So today I want to share this thing I learned about mood words. You know, like when people say they feel “stressed” or “down” or “overwhelmed”?
Where it started
I was helping my buddy Dave through a rough patch last month. Dude lost his job and kept saying “I’m fine” all the time. But his eyes looked exhausted, he stopped texting back. One night he calls me sounding super flat, just repeating “Everything’s fine man, everything’s fine.”
That’s when I realized – holy crap, his words weren’t matching what he was actually feeling. How can I help if he won’t say how he’s really doing?
Trying something different
Next day I went over with pizza. Didn’t ask “how are you” – instead I said “what single word describes today for you?” He paused forever then mumbled: “Heavy.”
Boom. Suddenly we’re talking about how his chest feels like concrete blocks. How job applications make his hands shake. Real stuff.
Started doing this more:
- Asked my sister “where’s your mood at between 1-10?” when she looked tense
- Changed my work check-ins from “progress?” to “what color is your energy today?”

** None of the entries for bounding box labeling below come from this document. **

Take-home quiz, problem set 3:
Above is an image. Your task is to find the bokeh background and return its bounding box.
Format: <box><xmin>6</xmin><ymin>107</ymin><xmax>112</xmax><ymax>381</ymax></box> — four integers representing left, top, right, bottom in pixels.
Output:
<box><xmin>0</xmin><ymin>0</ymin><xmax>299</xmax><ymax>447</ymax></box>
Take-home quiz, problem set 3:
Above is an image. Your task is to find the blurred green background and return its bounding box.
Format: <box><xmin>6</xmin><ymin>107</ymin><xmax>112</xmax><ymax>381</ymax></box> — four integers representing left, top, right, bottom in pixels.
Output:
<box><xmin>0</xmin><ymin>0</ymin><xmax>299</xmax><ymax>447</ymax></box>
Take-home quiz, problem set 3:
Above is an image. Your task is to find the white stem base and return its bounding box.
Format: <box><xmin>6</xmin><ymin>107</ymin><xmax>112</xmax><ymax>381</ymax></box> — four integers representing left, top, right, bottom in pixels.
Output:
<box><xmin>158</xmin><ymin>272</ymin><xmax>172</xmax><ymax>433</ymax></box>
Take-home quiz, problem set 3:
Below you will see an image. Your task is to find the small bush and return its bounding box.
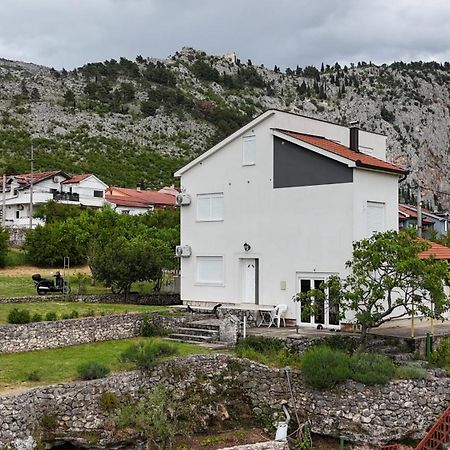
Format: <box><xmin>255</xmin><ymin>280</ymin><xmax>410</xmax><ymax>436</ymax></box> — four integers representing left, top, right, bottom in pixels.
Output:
<box><xmin>141</xmin><ymin>314</ymin><xmax>168</xmax><ymax>337</ymax></box>
<box><xmin>83</xmin><ymin>308</ymin><xmax>95</xmax><ymax>317</ymax></box>
<box><xmin>77</xmin><ymin>361</ymin><xmax>110</xmax><ymax>380</ymax></box>
<box><xmin>26</xmin><ymin>370</ymin><xmax>41</xmax><ymax>381</ymax></box>
<box><xmin>350</xmin><ymin>353</ymin><xmax>395</xmax><ymax>384</ymax></box>
<box><xmin>120</xmin><ymin>341</ymin><xmax>178</xmax><ymax>370</ymax></box>
<box><xmin>430</xmin><ymin>339</ymin><xmax>450</xmax><ymax>368</ymax></box>
<box><xmin>31</xmin><ymin>313</ymin><xmax>42</xmax><ymax>322</ymax></box>
<box><xmin>395</xmin><ymin>365</ymin><xmax>427</xmax><ymax>380</ymax></box>
<box><xmin>45</xmin><ymin>311</ymin><xmax>58</xmax><ymax>322</ymax></box>
<box><xmin>99</xmin><ymin>392</ymin><xmax>120</xmax><ymax>412</ymax></box>
<box><xmin>302</xmin><ymin>346</ymin><xmax>350</xmax><ymax>389</ymax></box>
<box><xmin>7</xmin><ymin>308</ymin><xmax>31</xmax><ymax>324</ymax></box>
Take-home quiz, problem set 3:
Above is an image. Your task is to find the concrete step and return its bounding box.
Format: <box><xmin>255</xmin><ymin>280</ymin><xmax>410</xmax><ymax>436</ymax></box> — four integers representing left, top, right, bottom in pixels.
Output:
<box><xmin>186</xmin><ymin>320</ymin><xmax>219</xmax><ymax>331</ymax></box>
<box><xmin>169</xmin><ymin>333</ymin><xmax>217</xmax><ymax>344</ymax></box>
<box><xmin>174</xmin><ymin>327</ymin><xmax>219</xmax><ymax>340</ymax></box>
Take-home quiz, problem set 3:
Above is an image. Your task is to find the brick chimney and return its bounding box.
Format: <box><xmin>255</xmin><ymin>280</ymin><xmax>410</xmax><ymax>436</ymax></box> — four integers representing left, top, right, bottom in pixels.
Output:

- Kept a mood word journal for myself every morning
The big surprise
This tiny language shift changed absolutely everything:
- My wife told me “empty” after her mom’s surgery – I finally realized she needed help cooking meals
- My teammate said “trapped” during deadline stress – we found out he was scared to ask for extensions
- Personally, writing “foggy” in my journal 4 days straight made me realize I needed a damn vacation
The kicker? Most people don’t even know how to name their feelings. Asking for mood words gives them permission to be real without feeling dramatic. “Stuck” feels safer than “depressed.” “Wobbly” beats “anxious” for lots of folks.
Been three months now. Still using mood words daily. Dave’s calling his feelings “prickly” instead of “fine.” Still blows my mind that one stupid word choice can crack open real support.